Sergei rolled his face in his hands.

“I do not understand, my son,” the priest took a more serious tone.

Sergei sat straight up, inhaling comically deep. He paused.

“Every day I live the same day. Over and over. I can’t seem to change the outcome. I am a wanted man, father. They find me here and I die here.”

Seergei followed the wooden trim with his fingers, tapping as he went.

“Forgive me if I ask; have you been to a therapist recently?” the priest asked hesitantly.

“Ah, I did. I get one session, and it’s never helpful. That’s why I come here. I ask for forgiveness and die. Maybe if I do it enough I will pay off my previous wrongdoings,” Sergei said with beg, exaggerated gestures.

“Well let’s talk about that! What are your sins, my child?”

“Murder, father. Lots of murder. You see, I am a contract killer by trade. By my count I have killed over 40 men. But I have died here so many times, it has to be more than 40 times. Is the pain of death enough?” the man asked nonchalantly into the screen.

“I….I uh, my son,” the priest anxiously fiddled with his clothes on the other side, “That is a lot of hail mary’s.”

“I’ve said them all. A million times in a million places. We’ve had this conversation at least 20 times. I gain nothing from it now. You have ceased to be a person to me. I try to say things to make you stumble, and it’s not hard. I am running out of ideas,” his tapping was getting more rampant on the inside of the booth.

Sirens came into earshot from outside. Multiple police cars were arriving.

The priest scrambled in his head. The thought of a death on the church steps was disgusting.
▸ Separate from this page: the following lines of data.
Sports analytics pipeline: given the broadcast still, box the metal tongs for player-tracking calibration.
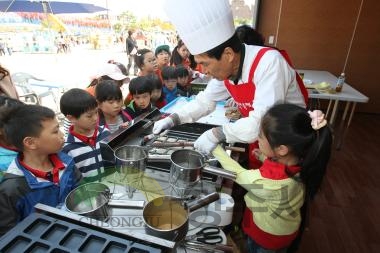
[183,241,234,253]
[142,132,245,153]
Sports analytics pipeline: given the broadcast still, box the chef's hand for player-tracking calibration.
[224,98,237,107]
[194,127,225,155]
[152,116,174,134]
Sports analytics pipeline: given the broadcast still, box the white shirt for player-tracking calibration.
[177,45,306,143]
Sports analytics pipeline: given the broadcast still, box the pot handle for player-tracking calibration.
[203,165,236,181]
[185,192,220,212]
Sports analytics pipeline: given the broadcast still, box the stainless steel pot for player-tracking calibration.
[65,183,111,221]
[114,145,148,198]
[169,149,236,189]
[143,192,219,242]
[65,183,145,221]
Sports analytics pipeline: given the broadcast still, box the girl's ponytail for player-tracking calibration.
[301,125,332,199]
Although this man was clearly insane he needed to get through to him.

“You don’t get caught?” the priest asked, pondering.

“Never. I die on the steps in a hail of gunfire or they chase me until I cannot run anymore, so I force them to kill me,” Sergei laughed, miming shooting.

“You must go with them. You must appease a sense of justice. In the eyes of others, you remain free having taken so many, and that is not justice,” the priest doubled down on this, putting his face up to the screen, “If you turn yourself in, the day will end.”

Sergei laughed, but then snapped to a serious face.

“You think so? I have not tried this. I will do it. Thank you father!” he leaped out of the booth and ran to the door.

The priest smiled and watched as the young man told the police his intentions and went with them.



“Forgive me father for I have sinned.”